Soccer’s Isabelle Davis and Maddie Serafini (Kate Walkup)

“It all happened really fast and because of the time, recruitment is already done at that point, all schools have already given all of their money away,” said Davis. The search to find another school that would fit all of their criteria seemed difficult in and of itself since it was so late in the year. To make matters worse, they did not expect the next curveball that would be thrown at them just several weeks later. Some of their teammates had recruiting visits lined up, but they were canceled due to COVID-19. Finally, both Davis and Serafini decided to make Linfield their new home. 

After arriving a week early to start training, Davis and Serafini have already fallen in love with the training style of the team. They acknowledged how hardworking all of their new teammates are and enjoy how much everyone cares about the game. While the NCAA has not yet made an announcement on when sports will have their seasons, Davis and Serafini are keeping their heads up and making the most out of what they can control. “I think it makes it kind of fun because you don’t feel the pressure of having to learn so much in such a short period of time,” Davis said. “You have more time to get to know everyone before you start playing with them which is something that fall sports don’t get because you get a week and then you’re playing your first game. It’s been really nice to actually get to know everyone and get the team bond before we have to step on the field where it really matters.” 

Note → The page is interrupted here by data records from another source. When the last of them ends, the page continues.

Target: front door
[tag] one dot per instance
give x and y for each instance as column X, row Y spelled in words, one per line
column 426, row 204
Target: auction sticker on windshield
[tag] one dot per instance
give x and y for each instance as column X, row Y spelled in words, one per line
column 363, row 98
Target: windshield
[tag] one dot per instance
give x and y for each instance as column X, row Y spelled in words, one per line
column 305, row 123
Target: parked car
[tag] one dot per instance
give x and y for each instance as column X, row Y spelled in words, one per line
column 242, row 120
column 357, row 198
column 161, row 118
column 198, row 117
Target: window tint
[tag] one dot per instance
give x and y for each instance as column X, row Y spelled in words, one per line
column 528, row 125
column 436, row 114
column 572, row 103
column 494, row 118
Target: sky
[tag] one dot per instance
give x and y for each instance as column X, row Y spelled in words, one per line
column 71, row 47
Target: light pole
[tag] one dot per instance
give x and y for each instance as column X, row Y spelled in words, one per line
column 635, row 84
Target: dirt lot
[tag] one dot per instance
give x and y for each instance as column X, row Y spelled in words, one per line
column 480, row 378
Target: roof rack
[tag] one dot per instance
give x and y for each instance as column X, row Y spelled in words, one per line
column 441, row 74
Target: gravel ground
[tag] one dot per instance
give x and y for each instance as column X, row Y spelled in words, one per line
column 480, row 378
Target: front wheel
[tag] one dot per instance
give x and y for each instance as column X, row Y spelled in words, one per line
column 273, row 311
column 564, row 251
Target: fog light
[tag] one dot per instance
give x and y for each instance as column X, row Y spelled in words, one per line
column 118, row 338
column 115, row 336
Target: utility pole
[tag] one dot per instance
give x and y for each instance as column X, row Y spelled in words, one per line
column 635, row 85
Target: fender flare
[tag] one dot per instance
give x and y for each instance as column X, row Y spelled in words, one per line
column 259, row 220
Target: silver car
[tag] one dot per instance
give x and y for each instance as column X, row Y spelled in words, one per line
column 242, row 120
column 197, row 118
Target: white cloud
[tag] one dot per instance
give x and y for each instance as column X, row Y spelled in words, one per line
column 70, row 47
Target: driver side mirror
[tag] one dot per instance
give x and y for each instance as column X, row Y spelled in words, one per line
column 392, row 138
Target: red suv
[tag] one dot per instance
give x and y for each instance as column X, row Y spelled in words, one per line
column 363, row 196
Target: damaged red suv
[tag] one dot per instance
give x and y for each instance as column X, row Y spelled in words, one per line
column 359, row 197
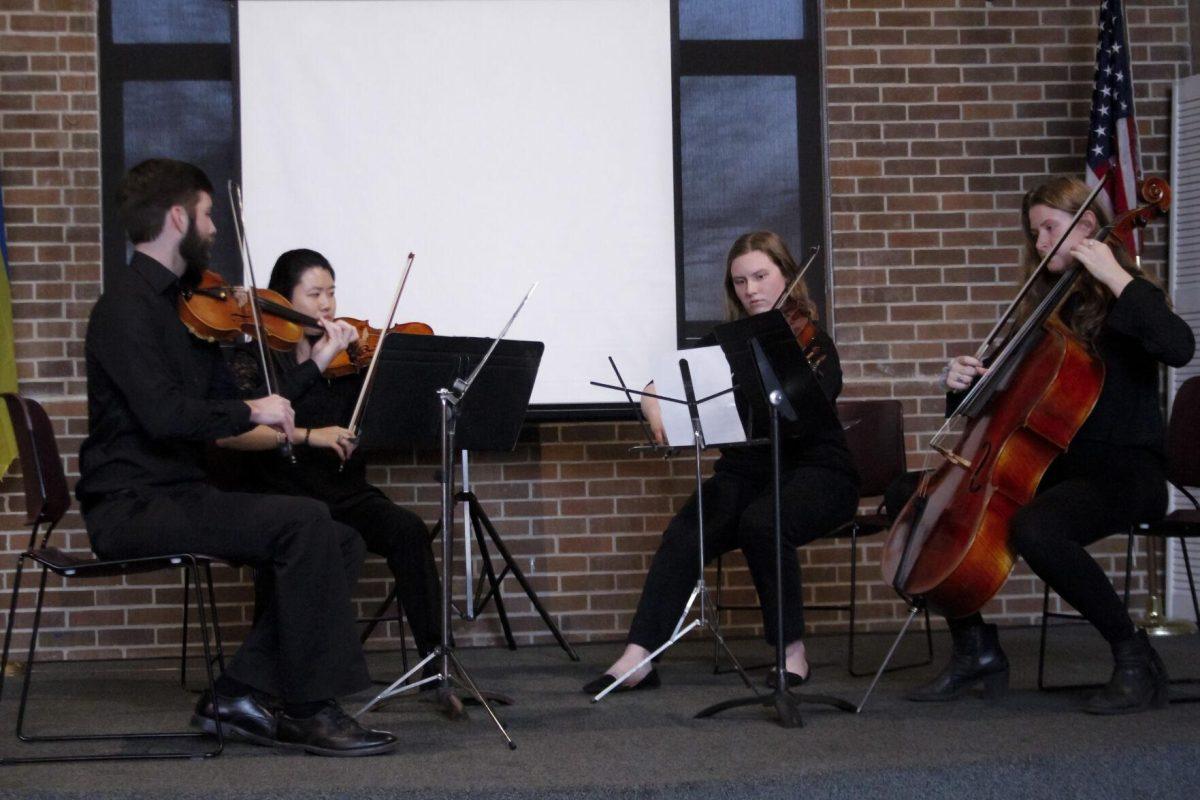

Despite the uncertainties that lie ahead, these four student-athletes have embraced what they can control and have made the most of their first few weeks at Linfield. Both soccer and softball seasons are scheduled to resume in the spring if the pandemic remains under control, but that decision is in the hands of the NCAA. Through attitude, togetherness and determination, the four transfer athletes will continue to grow not only as players but also as individuals.